In the complaint filed Tuesday, DirecTV says that part of the carriage deal for INHD and INHD2 requires satellite providers to pay a per-viewer fee counting all of their customers. In contrast, cable operators pay the same fee, but it only applies to their digital cable subscriber headcount. DirecTV doesn't offer the two channels, but if it did, the 11-cent per customer fee would mean that it would pay three to four times more than cable competitors.

In Demand is a joint venture between MSOs Time Warner Cable, Comcast Corp. and Cox Communications Inc.

The satellite operator is asking the FCC to force In Demand to offer the channels using fees per HD subscriber instead, which would make it comparable to charges cable operators pay. If not, DirecTV would have to charge its HD customers $3 monthly to cover the fee, which would total $1.59 million monthly. DirecTV estimates that Comcast pays roughly 67 cents per HD subscriber, and Time Warner pays 94 cents per HD subscriber.

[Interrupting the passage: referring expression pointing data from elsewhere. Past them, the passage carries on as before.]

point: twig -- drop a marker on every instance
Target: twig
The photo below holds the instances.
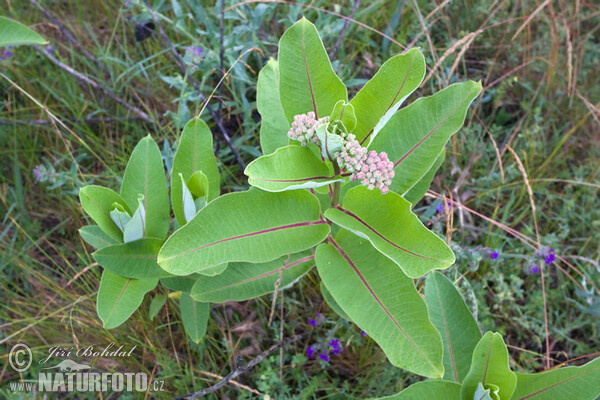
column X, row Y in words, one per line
column 96, row 86
column 240, row 368
column 343, row 31
column 68, row 35
column 179, row 60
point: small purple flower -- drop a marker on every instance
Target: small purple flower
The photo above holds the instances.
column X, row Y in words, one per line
column 39, row 173
column 533, row 269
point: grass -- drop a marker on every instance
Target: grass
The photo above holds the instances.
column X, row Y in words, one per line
column 536, row 61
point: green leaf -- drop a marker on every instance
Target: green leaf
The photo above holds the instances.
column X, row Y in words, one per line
column 194, row 153
column 428, row 390
column 156, row 304
column 416, row 193
column 252, row 226
column 344, row 112
column 415, row 135
column 145, row 175
column 13, row 33
column 97, row 201
column 195, row 316
column 397, row 78
column 388, row 223
column 289, row 168
column 489, row 366
column 119, row 297
column 332, row 303
column 180, row 283
column 135, row 259
column 95, row 237
column 580, row 383
column 307, row 81
column 452, row 318
column 274, row 124
column 383, row 302
column 244, row 281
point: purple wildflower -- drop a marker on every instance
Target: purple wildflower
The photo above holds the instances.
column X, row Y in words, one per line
column 533, row 269
column 39, row 173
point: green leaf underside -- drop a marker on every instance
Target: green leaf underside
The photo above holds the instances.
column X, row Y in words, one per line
column 244, row 281
column 307, row 81
column 145, row 175
column 415, row 135
column 382, row 301
column 194, row 153
column 195, row 316
column 416, row 193
column 97, row 201
column 580, row 383
column 180, row 283
column 14, row 33
column 388, row 223
column 397, row 78
column 95, row 237
column 332, row 304
column 274, row 124
column 451, row 317
column 252, row 226
column 135, row 259
column 428, row 390
column 289, row 168
column 489, row 365
column 119, row 297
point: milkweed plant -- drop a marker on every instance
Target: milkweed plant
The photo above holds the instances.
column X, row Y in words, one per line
column 334, row 189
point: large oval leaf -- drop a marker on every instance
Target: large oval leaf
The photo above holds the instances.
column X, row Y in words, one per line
column 119, row 297
column 307, row 81
column 397, row 78
column 98, row 202
column 13, row 33
column 414, row 137
column 382, row 301
column 577, row 383
column 135, row 259
column 489, row 367
column 428, row 390
column 253, row 226
column 145, row 175
column 289, row 168
column 194, row 153
column 195, row 316
column 244, row 281
column 274, row 124
column 389, row 224
column 452, row 318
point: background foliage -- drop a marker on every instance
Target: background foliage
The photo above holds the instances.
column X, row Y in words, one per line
column 539, row 114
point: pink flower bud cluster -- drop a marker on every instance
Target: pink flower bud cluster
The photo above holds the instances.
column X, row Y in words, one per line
column 304, row 128
column 372, row 169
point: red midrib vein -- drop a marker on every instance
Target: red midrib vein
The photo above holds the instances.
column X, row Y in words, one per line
column 277, row 228
column 265, row 274
column 312, row 95
column 394, row 100
column 430, row 132
column 383, row 237
column 362, row 278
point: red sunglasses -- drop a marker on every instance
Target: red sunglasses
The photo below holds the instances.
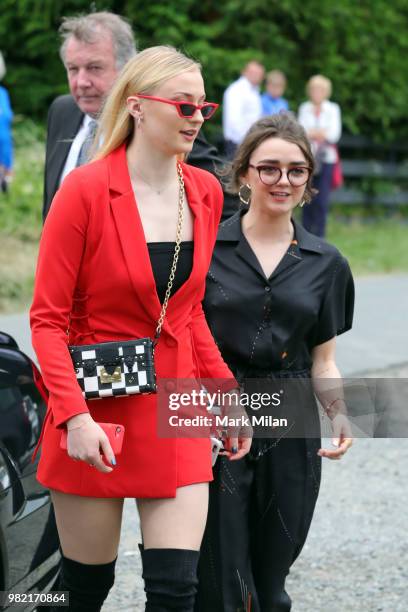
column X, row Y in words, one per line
column 186, row 110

DirecTV also argues that other HD channels offered by the likes of ESPN and Home Box Office charge only based on the HD subscriber base.

In response, In Demand issued a statement noting it has been in discussions with DirecTV regarding INHD and INHD2 carriage, "and we believe that the allegations in the company's complaint are completely without merit.

"We have always been, and remain, willing to negotiate carriage with any distributor. Our pricing policies are in full compliance with FCC rules and regulations and we're confident that the FCC will find in our favor."